Solar energy has been all over the news lately. It feels like there’s a new “breakthrough” in solar technology (and a new use for graphene) every other week. So we had to ask the question– How good are modern solar panels?
Defining terms is a great place to start. Photovoltaic solar cells convert solar energy into electricity. These cells are placed into a protective casing that forms what’s called a “module”, as shown by the Florida Solar Energy Center.
This distinction is important for our purposes because efficiency is lost when forming cells into modules. “Efficiency” in this context refers to the amount of electricity generated per unit of solar energy that hits the panels. Solar cells with 40% efficiency don’t necessarily form modules that provide the same level of power output.
SunPower is one of the largest companies in the solar panel market, and they produce panels for homes, businesses, and utilities. Their residential “E-Series” panels boast 20.4% efficiency, as taken from this data sheet about the product line.
Finding this information took a bit of digging– probably because leading with “Our product is 20% efficient!” isn’t the best slogan for a marketing campaign. This efficiency is at the top of the market for residential solar panels, but it just doesn’t sound like a great deal.
Surely 20% isn’t the best we can do!
Residential solar applications are limited by cost because most people can’t afford (and don’t need) many high-tech solar panels in their back yard. Large-scale power utilities differ because there’s more money involved and a demand for higher energy output.
Many large solar farms use solar concentration technology to increase efficiency. These plants use special mirrors or lenses to focus the sun on a tube of liquid to produce steam and drive a turbine, according to the Solar Energy Industries Association.
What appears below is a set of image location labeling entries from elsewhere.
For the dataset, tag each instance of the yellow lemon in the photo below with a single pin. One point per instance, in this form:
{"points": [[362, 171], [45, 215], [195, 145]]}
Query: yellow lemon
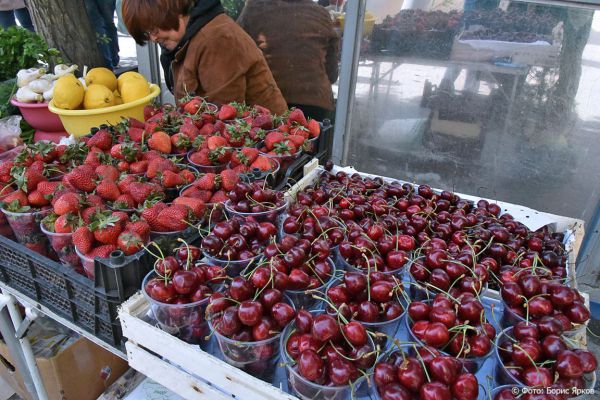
{"points": [[68, 93], [101, 76], [98, 96], [133, 89], [127, 76], [118, 99]]}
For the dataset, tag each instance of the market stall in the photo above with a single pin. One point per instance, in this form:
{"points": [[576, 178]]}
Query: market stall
{"points": [[220, 252]]}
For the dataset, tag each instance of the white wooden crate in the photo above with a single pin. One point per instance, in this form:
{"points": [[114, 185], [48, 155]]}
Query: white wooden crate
{"points": [[184, 368]]}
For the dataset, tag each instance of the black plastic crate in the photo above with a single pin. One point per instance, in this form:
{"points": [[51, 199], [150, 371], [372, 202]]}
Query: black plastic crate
{"points": [[62, 290]]}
These concentration technologies increase efficiency to a range somewhere around 40% depending on environmental conditions and the specifics of a certain array, according to the International Energy Association. Increased performance comes with an increased cost, and these setups are extremely expensive.
Answer the question!
So the verdict: Modern solar efficiency floats around 20% for residential applications and 40% for large-scale power utility applications.
Solar power technology continues to improve just like anything else. However, cutting-edge breakthroughs can’t be implemented overnight. Breakthroughs in the lab are great, but it takes a while for the technology to reach consumer-grade hardware. Panel prices continue to drop, so do some searching if you’re interested in going green.
The Future of Solar Energy (Featuring Elon Musk)
Recent technological advances show that solar energy is on the cusp of growing in popularity into the future.
Everyone’s favorite billionaire Elon Musk wants to get into the solar power market– his electric car company Tesla recently acquired solar panel provider SolarCity for $2.3 billion. He sees the current state of consumer solar power as a huge business opportunity for the company.
Musk recently revealed SolarCity’s newest product, the Solar Roof. Consumers can replace their roofs with specialized shingles containing solar technology. His company claims the tiles are tough enough to withstand inclement weather, and can even be cheaper than a traditional roof.
The Solar Roof would be paired with Tesla’s Powerwall– a battery that can actually hold the electricity generated from the Solar Roof. Tesla and Solar City hope the panel-and-battery combination will help bring renewable energy to many more homes across the United States.
Will Musk’s ambition change the solar panel business forever? Only time will tell. We’re rooting for him.